In decreasing the fever, we moderate the excitement of the nerves, remove the numbness, secure calmness, refreshment and sleep, and defend the patient against threatening manifestations of disease.
Very often it is not a case of treating the fever, but of dealing with the disease which causes the fever. We must consequently not be guided by the thermometer but by the condition of the nervous system.
Two conditions must be observed in treating fever according to the rules of biology.
In the first place, the treatment of febrile disease must not be carried on in accordance with general principles, but individually, according to the nature of the disease in each particular case.
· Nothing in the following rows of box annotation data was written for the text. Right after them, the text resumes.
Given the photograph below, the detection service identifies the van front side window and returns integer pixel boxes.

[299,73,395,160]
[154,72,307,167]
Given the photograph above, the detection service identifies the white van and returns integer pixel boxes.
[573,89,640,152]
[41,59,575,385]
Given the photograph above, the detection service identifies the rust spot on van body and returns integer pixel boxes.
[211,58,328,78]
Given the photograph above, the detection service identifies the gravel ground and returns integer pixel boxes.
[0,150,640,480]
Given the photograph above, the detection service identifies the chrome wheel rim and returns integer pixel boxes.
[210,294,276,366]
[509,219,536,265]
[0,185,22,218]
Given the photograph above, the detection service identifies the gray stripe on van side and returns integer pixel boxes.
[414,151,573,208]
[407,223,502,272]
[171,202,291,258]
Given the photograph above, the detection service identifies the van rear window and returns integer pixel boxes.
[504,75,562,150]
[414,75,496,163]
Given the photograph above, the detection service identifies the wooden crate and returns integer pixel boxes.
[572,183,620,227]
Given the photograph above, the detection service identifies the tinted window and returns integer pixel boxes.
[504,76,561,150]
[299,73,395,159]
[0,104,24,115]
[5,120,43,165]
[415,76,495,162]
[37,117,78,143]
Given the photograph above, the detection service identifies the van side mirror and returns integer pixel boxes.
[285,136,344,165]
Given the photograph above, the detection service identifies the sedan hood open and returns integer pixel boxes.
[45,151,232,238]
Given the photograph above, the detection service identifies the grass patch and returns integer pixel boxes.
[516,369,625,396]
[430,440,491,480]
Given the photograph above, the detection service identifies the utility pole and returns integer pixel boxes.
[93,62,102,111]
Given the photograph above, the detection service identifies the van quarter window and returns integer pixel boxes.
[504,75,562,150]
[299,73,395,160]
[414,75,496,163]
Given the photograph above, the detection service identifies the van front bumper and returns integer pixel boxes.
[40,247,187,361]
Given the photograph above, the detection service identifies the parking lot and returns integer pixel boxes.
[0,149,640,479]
In the second place, it is necessary that the antipyretic treatment, to reduce the fever, should not be foreign to the organism and should not be such as is not measurable in degrees as to its effects, or has any unpleasant accompanying effects or after-effects.
Only the biological system of healing responds to these demands. Only cognate physical forces, in affinity with the human organism according to biological laws, can influence vital occurrences with the hope of success and without the danger of unfavorable accompanying effects and consequences.
Only physical remedies and treatments permit of adequate gradations such as will appeal to the power of reaction of the organism.
In the appropriate application of certain, influences of nature, especially in the diversified applications of water, we possess a mode of procedure which, assisted by an appropriate dietetic regime adapted to the principles of biological healing and to the conditions of life in health and disease, offers advantages which no other treatment affords and benefits the patient to an extent which cannot be too highly estimated.
In the treatment of fever we must, in the first place, follow the impulses of instinct—harmonized, however, with the fundamental laws and methods of biological treatment—if success is to be obtained. Instinctively, in the case of a hot forehead, we turn to the application of cold compresses; for cold feet, the use of such appliances as will bring about heat. Tormenting thirst is assuaged by a mouthful of cooling water. But the instinct of impulse alone might also lead one burning with high fever to seek relief by immersion in cooling water; thus, in order to discover the rational course we must be guided by the fundamental laws of the biological system of healing.